Taxpayer group joins effort to block Fed's bid for tax payment system.

WASHINGTON -- Another private-sector lobby has joined the battle to stop the Federal Reserve from bidding against banks on a contract to set up and operate the Treasury Department's federal electronic payments system.

The National Taxpayers Union, a Washington tax lobby, entered the fray alongside House Banking Committee Chairman Henry B. Gonzalez, the National Automated Clearing House Association, and some big-bank interests - powerful allies in the debate over the fairness of a Fed bid.

The Fed has said it is interested in assuming the role of central processor in the new Electronic Federal Tax Payment System, which will collect payroll and allow corporations to transmit federal tax payments electronically.

Federal Intrusion Seen

The taxpayers union echoed the automated clearing house association's belief that a Fed-run tax-processing business would be intruding into private enterprise on an unprecedented scale.

"The Fed is not playing by the same rules as private bidders," said Pete Sepp, a spokesman for the lobbying organization. "They'll lowball the bid and discover that they dramatically underestimated the cost of this project, and it'll come back to taxpayers to make up the difference."
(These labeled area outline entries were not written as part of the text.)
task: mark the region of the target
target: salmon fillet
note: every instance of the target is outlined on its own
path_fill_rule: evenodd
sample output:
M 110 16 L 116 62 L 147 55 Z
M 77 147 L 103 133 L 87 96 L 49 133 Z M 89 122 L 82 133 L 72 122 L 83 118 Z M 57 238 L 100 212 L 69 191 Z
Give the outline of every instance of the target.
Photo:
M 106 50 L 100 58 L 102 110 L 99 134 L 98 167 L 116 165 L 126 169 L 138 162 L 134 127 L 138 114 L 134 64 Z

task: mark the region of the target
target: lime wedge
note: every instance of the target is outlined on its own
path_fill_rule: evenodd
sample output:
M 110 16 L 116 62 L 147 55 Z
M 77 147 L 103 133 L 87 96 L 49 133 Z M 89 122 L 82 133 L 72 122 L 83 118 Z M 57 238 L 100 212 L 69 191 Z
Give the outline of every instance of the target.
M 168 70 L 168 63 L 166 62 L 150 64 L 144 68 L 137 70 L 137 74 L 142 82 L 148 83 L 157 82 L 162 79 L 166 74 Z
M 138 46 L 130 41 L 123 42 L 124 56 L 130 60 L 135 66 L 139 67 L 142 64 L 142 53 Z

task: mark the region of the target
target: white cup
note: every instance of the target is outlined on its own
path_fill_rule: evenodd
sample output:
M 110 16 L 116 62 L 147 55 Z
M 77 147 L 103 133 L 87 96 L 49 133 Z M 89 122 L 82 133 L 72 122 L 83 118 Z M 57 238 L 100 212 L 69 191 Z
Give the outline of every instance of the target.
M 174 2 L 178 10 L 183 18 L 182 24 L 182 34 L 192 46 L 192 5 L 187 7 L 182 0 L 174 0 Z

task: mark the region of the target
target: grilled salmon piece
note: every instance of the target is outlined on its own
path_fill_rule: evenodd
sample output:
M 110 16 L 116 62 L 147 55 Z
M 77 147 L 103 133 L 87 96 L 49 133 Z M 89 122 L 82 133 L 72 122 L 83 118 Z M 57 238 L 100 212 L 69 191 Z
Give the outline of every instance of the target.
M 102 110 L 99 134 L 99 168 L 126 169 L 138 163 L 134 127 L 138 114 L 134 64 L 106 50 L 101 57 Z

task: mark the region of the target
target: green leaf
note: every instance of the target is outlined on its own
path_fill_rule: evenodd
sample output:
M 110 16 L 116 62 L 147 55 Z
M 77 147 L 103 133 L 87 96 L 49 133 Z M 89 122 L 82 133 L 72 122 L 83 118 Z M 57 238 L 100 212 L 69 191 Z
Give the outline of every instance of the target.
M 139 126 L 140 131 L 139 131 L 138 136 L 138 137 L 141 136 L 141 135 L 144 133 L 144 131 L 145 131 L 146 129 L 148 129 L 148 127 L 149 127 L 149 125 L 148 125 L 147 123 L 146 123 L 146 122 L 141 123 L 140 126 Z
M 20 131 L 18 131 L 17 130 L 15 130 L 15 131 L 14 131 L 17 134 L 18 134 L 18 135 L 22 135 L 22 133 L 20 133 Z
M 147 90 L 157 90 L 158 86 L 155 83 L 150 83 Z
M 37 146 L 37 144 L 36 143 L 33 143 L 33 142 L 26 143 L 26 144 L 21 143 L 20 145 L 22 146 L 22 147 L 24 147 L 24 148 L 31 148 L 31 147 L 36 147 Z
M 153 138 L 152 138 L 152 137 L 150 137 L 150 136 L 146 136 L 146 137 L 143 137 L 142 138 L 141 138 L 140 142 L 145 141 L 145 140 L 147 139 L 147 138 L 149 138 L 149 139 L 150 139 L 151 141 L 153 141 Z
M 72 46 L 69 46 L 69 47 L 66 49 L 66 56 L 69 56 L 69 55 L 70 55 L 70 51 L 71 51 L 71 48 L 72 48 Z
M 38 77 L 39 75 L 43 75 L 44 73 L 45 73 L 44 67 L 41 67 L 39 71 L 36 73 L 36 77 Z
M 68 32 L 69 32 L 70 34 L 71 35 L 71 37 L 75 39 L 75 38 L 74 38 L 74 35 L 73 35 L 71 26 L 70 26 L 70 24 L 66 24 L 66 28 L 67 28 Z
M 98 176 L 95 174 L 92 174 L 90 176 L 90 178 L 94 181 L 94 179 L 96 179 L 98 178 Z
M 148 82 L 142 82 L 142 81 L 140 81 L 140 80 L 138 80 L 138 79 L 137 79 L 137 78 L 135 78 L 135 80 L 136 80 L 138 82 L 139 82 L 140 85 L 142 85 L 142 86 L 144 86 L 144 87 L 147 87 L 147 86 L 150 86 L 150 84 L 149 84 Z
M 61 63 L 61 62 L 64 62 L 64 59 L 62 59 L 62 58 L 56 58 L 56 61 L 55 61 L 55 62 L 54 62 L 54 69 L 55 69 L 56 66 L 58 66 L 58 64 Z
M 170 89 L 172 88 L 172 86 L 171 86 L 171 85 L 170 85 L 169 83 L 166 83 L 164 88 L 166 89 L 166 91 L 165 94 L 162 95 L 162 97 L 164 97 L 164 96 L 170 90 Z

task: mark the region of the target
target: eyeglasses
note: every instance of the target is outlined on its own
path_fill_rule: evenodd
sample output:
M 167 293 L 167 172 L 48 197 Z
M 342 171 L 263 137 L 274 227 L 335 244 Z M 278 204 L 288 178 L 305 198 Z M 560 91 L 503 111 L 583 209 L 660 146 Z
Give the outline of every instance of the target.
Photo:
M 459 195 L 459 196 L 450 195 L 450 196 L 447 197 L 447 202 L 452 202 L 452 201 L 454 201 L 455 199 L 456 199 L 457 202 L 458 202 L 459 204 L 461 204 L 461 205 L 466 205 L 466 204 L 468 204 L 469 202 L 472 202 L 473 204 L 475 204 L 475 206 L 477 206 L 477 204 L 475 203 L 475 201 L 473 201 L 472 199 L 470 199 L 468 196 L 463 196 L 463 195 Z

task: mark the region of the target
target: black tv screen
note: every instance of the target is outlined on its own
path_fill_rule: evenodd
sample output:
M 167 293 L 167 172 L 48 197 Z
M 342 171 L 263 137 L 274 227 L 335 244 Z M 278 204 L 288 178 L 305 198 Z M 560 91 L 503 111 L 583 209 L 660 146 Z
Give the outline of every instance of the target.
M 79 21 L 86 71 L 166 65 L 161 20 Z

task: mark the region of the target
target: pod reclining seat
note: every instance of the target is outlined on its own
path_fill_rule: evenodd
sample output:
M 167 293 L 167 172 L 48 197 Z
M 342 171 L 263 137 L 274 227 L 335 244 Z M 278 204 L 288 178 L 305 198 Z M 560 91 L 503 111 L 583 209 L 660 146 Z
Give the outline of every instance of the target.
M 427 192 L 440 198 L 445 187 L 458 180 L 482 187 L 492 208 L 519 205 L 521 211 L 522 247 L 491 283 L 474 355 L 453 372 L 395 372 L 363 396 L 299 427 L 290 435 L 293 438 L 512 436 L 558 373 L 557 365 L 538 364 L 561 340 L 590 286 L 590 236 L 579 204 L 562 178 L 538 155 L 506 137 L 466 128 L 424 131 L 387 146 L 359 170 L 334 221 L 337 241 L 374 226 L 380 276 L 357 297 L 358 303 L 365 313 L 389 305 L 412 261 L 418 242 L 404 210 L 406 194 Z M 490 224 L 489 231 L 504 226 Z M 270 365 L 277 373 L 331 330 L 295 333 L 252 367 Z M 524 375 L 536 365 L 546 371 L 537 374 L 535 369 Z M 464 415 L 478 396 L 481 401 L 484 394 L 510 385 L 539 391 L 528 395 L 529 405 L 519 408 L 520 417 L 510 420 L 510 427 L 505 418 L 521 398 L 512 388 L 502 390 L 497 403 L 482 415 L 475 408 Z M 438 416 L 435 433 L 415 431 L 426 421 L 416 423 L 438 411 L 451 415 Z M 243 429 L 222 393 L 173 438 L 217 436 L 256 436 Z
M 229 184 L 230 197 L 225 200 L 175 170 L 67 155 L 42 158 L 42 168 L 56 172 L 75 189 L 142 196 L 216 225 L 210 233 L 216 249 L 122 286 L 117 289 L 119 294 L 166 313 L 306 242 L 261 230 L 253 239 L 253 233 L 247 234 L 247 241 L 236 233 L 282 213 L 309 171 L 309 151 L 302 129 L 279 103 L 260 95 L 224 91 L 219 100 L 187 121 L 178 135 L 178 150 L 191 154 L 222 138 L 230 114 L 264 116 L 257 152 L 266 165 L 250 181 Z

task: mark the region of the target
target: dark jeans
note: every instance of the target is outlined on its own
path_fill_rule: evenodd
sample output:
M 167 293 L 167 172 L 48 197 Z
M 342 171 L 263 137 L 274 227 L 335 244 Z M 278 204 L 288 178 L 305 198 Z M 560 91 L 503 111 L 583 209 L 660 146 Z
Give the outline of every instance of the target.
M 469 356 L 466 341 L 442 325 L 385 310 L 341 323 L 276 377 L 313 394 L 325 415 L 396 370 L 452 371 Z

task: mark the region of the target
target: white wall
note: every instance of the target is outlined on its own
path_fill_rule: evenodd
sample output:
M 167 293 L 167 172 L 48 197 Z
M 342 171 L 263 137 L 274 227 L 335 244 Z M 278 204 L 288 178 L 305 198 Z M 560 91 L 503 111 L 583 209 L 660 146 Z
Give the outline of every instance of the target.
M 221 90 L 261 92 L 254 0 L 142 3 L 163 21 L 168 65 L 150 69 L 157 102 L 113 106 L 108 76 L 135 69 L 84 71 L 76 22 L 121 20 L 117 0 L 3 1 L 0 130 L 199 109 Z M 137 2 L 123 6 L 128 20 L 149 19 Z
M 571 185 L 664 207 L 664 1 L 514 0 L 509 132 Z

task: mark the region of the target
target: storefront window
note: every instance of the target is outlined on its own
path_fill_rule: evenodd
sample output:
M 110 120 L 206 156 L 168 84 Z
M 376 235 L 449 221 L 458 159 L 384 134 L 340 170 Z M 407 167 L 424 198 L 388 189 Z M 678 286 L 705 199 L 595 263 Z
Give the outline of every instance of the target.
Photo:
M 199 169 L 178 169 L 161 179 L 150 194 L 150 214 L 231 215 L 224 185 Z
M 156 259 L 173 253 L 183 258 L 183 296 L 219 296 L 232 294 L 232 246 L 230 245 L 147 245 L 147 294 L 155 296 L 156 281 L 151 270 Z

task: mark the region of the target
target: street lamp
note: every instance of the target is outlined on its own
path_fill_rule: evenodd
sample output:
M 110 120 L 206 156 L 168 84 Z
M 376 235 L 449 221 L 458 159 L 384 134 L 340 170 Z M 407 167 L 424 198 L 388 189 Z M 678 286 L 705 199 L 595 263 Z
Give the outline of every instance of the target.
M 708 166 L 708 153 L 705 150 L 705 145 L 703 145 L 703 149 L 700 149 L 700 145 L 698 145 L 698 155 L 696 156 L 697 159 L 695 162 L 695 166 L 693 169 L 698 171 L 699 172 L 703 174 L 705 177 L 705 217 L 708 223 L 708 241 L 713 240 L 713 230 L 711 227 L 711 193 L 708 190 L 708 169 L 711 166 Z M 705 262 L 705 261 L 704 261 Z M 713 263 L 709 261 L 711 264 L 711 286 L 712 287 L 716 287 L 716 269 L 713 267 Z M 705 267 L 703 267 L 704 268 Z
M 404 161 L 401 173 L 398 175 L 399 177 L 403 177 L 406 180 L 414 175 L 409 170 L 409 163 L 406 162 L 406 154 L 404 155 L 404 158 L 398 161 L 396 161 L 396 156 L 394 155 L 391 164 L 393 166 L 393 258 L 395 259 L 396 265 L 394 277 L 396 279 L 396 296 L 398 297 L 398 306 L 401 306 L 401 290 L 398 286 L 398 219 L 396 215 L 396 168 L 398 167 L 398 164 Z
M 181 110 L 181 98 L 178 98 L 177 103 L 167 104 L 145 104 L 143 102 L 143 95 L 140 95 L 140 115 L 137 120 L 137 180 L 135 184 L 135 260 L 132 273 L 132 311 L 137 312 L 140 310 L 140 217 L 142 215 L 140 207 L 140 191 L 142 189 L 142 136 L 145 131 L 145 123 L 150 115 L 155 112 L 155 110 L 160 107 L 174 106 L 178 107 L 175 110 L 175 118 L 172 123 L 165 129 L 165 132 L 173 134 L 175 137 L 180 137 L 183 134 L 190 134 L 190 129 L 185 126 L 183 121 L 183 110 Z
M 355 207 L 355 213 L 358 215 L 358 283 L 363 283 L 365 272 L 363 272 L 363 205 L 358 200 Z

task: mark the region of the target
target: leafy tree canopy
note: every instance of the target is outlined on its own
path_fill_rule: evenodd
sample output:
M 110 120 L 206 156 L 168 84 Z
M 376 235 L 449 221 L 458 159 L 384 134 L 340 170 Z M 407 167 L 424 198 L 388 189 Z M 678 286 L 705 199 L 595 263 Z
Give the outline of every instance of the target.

In a letter to Treasury Secretary Lloyd Bentsen, Rep. Gonzalez, D-Tex. expressed his concern that "the Federal Reserve and the Treasury are so interdependent that it is impossible for them to have the same arm's-length relationship that would exist with any other bidder."

Regulations May Be Violated

This interdependency may even violate federal regulations designed to encourage fair and open bidding for government contracts, according to David Keating, executive vice president of the taxpayers group.

"This violation has occurred because the Treasury consulted extensively with the Fed, but not other prospective bidders, in designing the EFTPS system," he wrote in a letter Tuesday to Mr. Bentsen.

Running the system would also distract the Fed from its primary mission of maintaining sound monetary policy, Mr. Keating said in an interview Wednesday.

"It would take some time away from their main job," he said. "This is a substantial project, and Alan Greenspan has enough to worry about without doing tax deposits."

Banks Express Interest Representatives of BankAmerica Corp., Chemical Banking Corp., First National Bank of Maryland, and SunTrust Banks Inc. expressed "potential" interest in bidding for the contract, while Mr. Keating said he knew of at least 19 private-sector firms who may want to bid.

The tax payment system is intended to speed up collection of tax payments and reduce paperwork. Employee withholdings, excise taxes and other levies, totaling nearly $1 trillion a year, will be collected from corporations electronically instead of on paper forms under the new system.

The system, which would allow the government to collect some 80 million tax payments a year, has been in a test mode for the last two years. Once the system becomes fully operational, about five million companies will be required to use it.

The deadline for prospective contractors to submit bids to the Treasury's Financial Management Service is July 13, and the service hopes to award the contract by September.